Conservative leverage and liquidity
Low leverage and a meaningful cash/liquidity buffer give the company financial flexibility to invest in R&D, support larger customer programs, and absorb cyclical downturns without immediate refinancing pressure, supporting longer-term operational stability.
Stable gross margin profile
A persistent ~41% gross margin implies structural pricing power or product mix resilience in test and measurement equipment. When volumes rebound, this margin base can leverage fixed costs and materially improve operating profitability over multiple quarters.
Negative Factors
Revenue decline and persistent profitability shortfall
Falling revenue alongside negative operating and net margins limits free cash generation and long-term shareholder returns. Without sustained revenue growth or margin expansion, the company may struggle to turn positive earnings and deliver consistent returns to investors.

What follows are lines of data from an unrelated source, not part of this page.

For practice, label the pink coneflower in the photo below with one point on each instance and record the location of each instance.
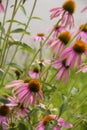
(4, 112)
(47, 119)
(75, 52)
(1, 6)
(34, 74)
(27, 91)
(57, 30)
(39, 37)
(82, 32)
(19, 107)
(64, 71)
(83, 68)
(60, 42)
(65, 13)
(84, 9)
(43, 62)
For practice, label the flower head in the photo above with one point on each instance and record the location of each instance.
(4, 112)
(27, 91)
(19, 107)
(82, 32)
(65, 13)
(48, 119)
(74, 52)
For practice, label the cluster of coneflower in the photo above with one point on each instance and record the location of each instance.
(68, 48)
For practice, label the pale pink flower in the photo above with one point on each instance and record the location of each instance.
(83, 68)
(27, 91)
(43, 62)
(64, 71)
(65, 13)
(39, 37)
(4, 112)
(60, 42)
(34, 74)
(81, 32)
(60, 123)
(75, 52)
(84, 9)
(1, 7)
(19, 107)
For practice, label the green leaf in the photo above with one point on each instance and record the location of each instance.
(14, 65)
(23, 9)
(1, 74)
(23, 46)
(20, 30)
(22, 126)
(63, 107)
(28, 48)
(37, 18)
(16, 21)
(4, 100)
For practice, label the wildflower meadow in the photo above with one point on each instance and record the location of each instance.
(43, 74)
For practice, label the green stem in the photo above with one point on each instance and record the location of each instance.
(75, 111)
(19, 41)
(7, 34)
(5, 12)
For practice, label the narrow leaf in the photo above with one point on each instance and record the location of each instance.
(16, 21)
(23, 9)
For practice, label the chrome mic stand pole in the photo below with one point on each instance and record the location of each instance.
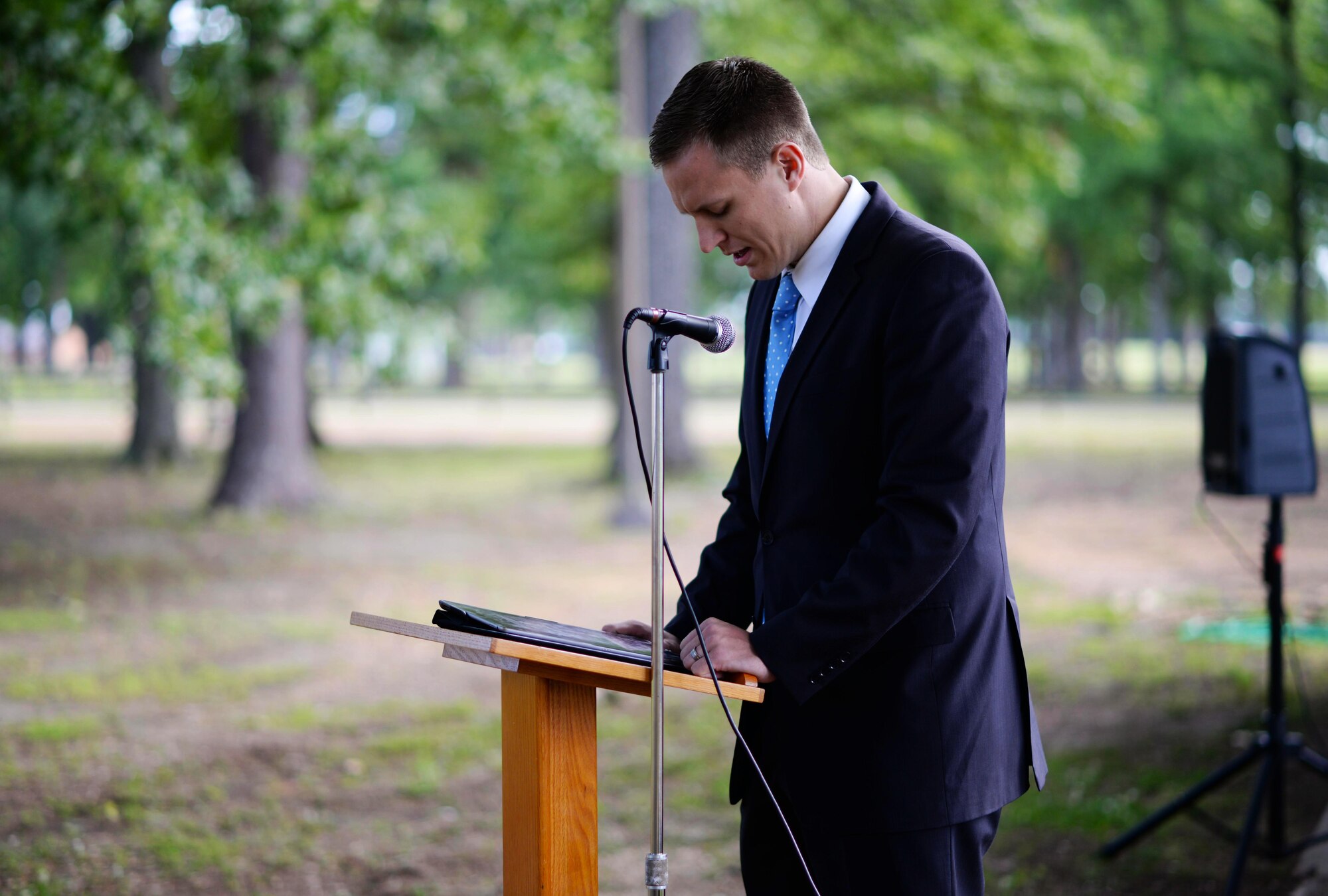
(657, 862)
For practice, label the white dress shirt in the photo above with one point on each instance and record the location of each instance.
(813, 269)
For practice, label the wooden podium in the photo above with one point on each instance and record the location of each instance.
(550, 814)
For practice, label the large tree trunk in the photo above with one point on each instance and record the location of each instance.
(671, 50)
(156, 437)
(657, 262)
(270, 463)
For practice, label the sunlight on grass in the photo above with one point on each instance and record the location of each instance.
(169, 683)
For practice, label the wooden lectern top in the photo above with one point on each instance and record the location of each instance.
(549, 663)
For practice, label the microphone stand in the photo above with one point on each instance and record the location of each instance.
(657, 862)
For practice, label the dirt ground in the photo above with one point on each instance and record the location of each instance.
(184, 708)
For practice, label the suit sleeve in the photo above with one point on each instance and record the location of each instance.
(944, 392)
(724, 586)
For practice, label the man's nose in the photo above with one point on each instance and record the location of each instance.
(710, 237)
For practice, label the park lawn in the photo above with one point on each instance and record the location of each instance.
(185, 711)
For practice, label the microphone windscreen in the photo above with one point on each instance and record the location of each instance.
(724, 340)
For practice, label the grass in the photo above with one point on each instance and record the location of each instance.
(63, 729)
(172, 683)
(199, 716)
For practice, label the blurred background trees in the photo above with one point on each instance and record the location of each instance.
(264, 200)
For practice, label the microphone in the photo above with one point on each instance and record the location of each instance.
(715, 334)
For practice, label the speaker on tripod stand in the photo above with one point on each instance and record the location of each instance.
(1257, 441)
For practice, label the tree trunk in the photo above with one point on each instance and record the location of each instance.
(156, 437)
(1295, 171)
(1160, 286)
(1112, 346)
(633, 275)
(671, 50)
(657, 257)
(455, 371)
(1064, 358)
(270, 463)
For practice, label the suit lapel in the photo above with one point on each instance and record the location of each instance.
(754, 420)
(835, 297)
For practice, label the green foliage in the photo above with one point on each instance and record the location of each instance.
(461, 152)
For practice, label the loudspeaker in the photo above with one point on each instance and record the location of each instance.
(1257, 433)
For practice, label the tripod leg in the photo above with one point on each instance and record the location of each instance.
(1252, 825)
(1214, 780)
(1313, 760)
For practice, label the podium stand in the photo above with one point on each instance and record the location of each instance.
(550, 832)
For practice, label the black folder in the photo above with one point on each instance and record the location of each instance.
(491, 623)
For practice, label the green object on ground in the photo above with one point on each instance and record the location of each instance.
(1249, 631)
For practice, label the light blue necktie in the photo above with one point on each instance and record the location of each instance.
(783, 319)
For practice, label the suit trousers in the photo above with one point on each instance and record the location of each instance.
(845, 861)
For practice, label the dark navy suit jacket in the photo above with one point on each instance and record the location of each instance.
(869, 532)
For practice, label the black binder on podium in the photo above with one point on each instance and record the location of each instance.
(528, 630)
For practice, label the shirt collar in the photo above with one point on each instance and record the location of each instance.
(813, 269)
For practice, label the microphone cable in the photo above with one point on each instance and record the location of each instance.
(706, 652)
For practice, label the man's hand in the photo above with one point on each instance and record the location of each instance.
(731, 651)
(641, 630)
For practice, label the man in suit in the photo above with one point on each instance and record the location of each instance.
(864, 542)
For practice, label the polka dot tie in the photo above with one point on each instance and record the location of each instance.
(783, 318)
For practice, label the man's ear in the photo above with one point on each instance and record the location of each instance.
(792, 163)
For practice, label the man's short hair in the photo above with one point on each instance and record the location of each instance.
(742, 110)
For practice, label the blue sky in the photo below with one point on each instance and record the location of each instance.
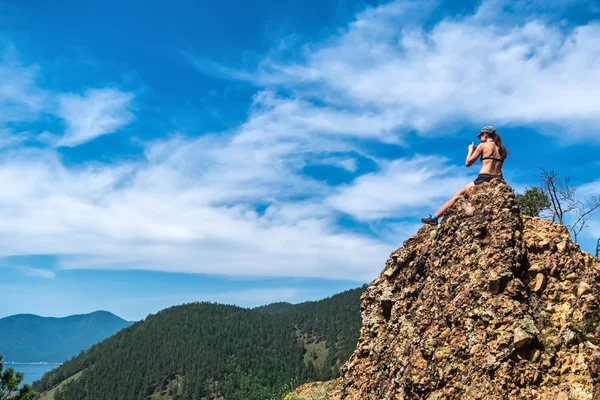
(251, 152)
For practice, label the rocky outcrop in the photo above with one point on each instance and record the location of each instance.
(490, 304)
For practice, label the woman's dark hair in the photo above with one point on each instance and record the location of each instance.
(498, 141)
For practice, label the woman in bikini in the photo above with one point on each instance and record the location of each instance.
(492, 153)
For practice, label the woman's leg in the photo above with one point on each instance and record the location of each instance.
(451, 202)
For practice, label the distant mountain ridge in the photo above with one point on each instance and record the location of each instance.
(31, 338)
(204, 351)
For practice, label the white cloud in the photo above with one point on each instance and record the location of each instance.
(98, 112)
(37, 272)
(20, 98)
(399, 188)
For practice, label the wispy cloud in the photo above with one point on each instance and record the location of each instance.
(20, 98)
(483, 68)
(98, 112)
(37, 272)
(191, 204)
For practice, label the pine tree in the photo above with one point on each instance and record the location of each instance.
(9, 383)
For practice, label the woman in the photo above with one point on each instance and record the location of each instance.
(492, 153)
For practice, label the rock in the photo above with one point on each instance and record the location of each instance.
(522, 338)
(583, 288)
(562, 396)
(540, 281)
(572, 276)
(569, 337)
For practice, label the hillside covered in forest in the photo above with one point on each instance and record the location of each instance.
(31, 338)
(202, 351)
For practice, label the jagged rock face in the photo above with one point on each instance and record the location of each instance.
(487, 305)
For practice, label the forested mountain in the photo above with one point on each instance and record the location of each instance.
(204, 350)
(31, 338)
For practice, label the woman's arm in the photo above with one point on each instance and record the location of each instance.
(472, 156)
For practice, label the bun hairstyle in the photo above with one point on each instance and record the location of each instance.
(492, 134)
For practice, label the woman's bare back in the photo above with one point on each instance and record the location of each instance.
(490, 159)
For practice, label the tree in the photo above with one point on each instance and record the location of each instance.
(533, 201)
(9, 383)
(565, 207)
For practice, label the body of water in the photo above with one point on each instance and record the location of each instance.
(32, 372)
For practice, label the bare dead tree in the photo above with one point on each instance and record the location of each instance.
(566, 208)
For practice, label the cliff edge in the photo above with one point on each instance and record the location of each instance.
(489, 304)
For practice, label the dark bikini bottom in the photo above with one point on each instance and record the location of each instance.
(486, 178)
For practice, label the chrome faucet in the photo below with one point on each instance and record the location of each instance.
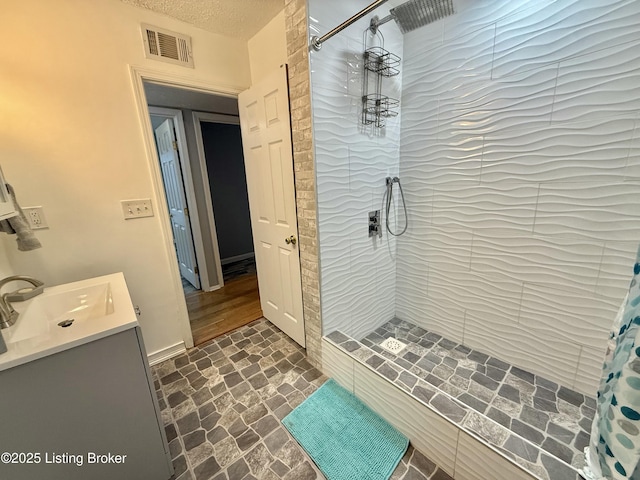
(8, 315)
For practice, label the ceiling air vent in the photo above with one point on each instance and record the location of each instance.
(167, 46)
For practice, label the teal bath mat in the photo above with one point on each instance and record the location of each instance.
(345, 438)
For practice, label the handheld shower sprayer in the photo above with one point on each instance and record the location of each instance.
(389, 194)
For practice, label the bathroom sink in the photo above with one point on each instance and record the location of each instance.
(48, 310)
(66, 316)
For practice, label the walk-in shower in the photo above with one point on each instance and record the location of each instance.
(515, 147)
(388, 199)
(408, 16)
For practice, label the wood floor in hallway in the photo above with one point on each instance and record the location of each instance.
(215, 313)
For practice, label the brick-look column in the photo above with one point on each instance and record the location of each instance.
(305, 179)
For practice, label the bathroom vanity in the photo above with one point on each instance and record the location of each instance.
(78, 401)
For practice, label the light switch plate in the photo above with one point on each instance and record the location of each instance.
(137, 208)
(35, 217)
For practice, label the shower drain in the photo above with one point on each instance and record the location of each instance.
(392, 345)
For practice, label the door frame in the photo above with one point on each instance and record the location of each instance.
(199, 117)
(194, 218)
(138, 76)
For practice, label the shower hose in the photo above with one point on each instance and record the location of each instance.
(390, 181)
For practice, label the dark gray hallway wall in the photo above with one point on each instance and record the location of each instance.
(228, 183)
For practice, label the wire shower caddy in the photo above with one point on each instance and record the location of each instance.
(378, 63)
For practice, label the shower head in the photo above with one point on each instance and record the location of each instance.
(414, 14)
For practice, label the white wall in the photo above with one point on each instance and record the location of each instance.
(73, 143)
(521, 152)
(5, 267)
(268, 48)
(358, 273)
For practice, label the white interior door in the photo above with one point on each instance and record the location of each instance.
(266, 139)
(177, 201)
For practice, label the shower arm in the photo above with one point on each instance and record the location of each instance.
(316, 42)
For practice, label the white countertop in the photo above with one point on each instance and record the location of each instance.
(53, 338)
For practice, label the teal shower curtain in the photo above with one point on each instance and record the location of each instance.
(614, 450)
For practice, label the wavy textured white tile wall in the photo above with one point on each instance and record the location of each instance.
(520, 154)
(357, 272)
(475, 461)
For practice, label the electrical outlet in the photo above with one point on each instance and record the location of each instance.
(137, 208)
(35, 217)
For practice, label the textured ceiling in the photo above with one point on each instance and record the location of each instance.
(233, 18)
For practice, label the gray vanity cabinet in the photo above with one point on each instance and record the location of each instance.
(94, 399)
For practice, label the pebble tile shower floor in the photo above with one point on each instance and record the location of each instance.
(540, 425)
(222, 404)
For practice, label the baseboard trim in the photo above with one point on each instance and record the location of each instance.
(166, 353)
(237, 258)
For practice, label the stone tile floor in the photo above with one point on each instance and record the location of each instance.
(536, 423)
(547, 414)
(222, 404)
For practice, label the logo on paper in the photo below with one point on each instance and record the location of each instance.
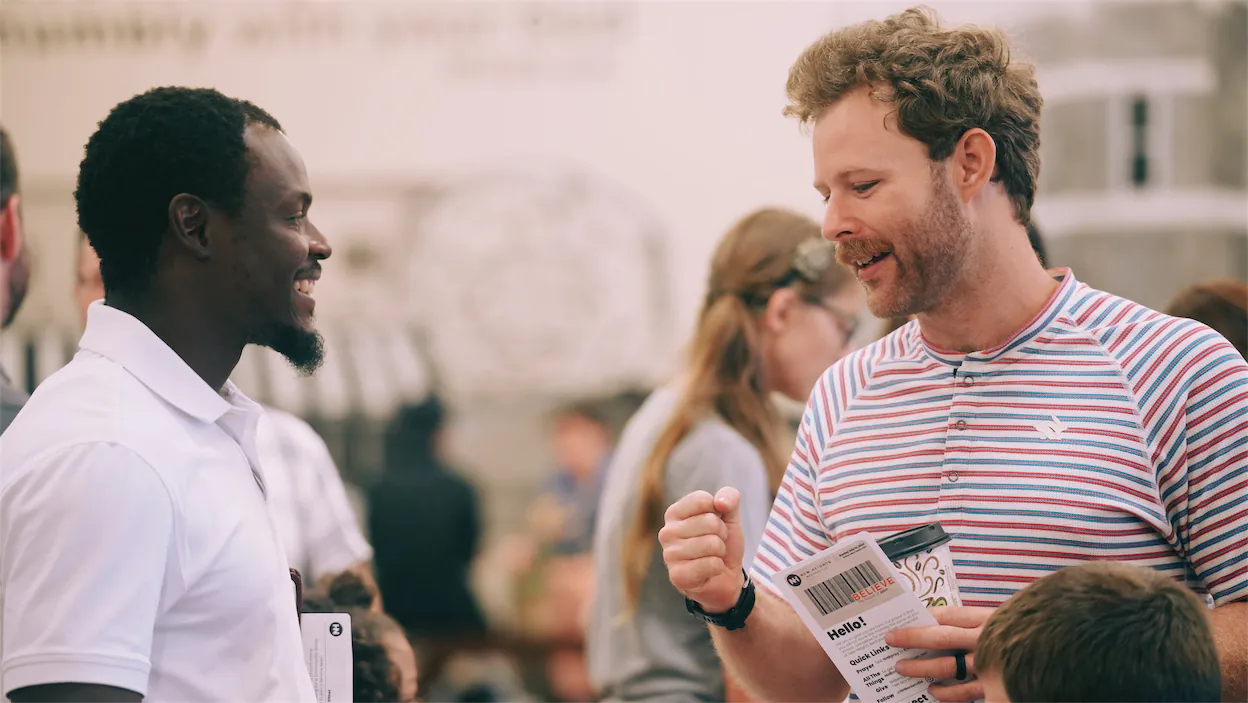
(1051, 430)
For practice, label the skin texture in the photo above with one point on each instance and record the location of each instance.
(960, 261)
(224, 282)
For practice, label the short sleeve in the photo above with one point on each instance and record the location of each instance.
(85, 542)
(1202, 450)
(794, 530)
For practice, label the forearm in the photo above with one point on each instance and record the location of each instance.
(1231, 634)
(775, 658)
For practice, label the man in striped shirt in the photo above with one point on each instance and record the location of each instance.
(1040, 421)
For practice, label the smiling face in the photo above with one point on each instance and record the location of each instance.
(271, 252)
(891, 211)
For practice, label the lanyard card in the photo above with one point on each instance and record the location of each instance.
(327, 651)
(850, 596)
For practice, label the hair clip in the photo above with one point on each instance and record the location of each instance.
(813, 257)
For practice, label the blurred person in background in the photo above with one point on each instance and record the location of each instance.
(385, 663)
(14, 267)
(305, 492)
(424, 522)
(137, 558)
(1222, 305)
(778, 311)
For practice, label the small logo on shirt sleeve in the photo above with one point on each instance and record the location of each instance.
(1051, 430)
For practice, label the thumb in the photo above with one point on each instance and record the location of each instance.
(728, 505)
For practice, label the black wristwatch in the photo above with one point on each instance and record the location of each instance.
(734, 618)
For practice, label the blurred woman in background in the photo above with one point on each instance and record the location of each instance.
(778, 312)
(1222, 305)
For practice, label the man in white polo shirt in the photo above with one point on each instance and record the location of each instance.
(1040, 421)
(136, 556)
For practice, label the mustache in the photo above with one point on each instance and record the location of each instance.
(855, 250)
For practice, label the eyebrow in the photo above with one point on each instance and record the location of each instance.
(845, 174)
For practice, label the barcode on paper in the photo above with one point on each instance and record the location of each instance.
(838, 592)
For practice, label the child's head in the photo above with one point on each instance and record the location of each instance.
(1100, 631)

Weak operating cash conversion and FCF pressure
Declining FCF growth and low operating-cash-to-income conversion signal potential liquidity strain and less internal funding for capex or strategic initiatives. Prolonged cash conversion weakness can force reliance on external financing or slow investment in product development.
Operational execution risk from technical delays
Execution issues that delay shipments highlight risks scaling new capabilities (life sciences, semiconductor). Repeated technical setbacks can erode customer trust, delay revenue recognition, and reduce the effective conversion of strong orders/backlog into sustained top-line growth.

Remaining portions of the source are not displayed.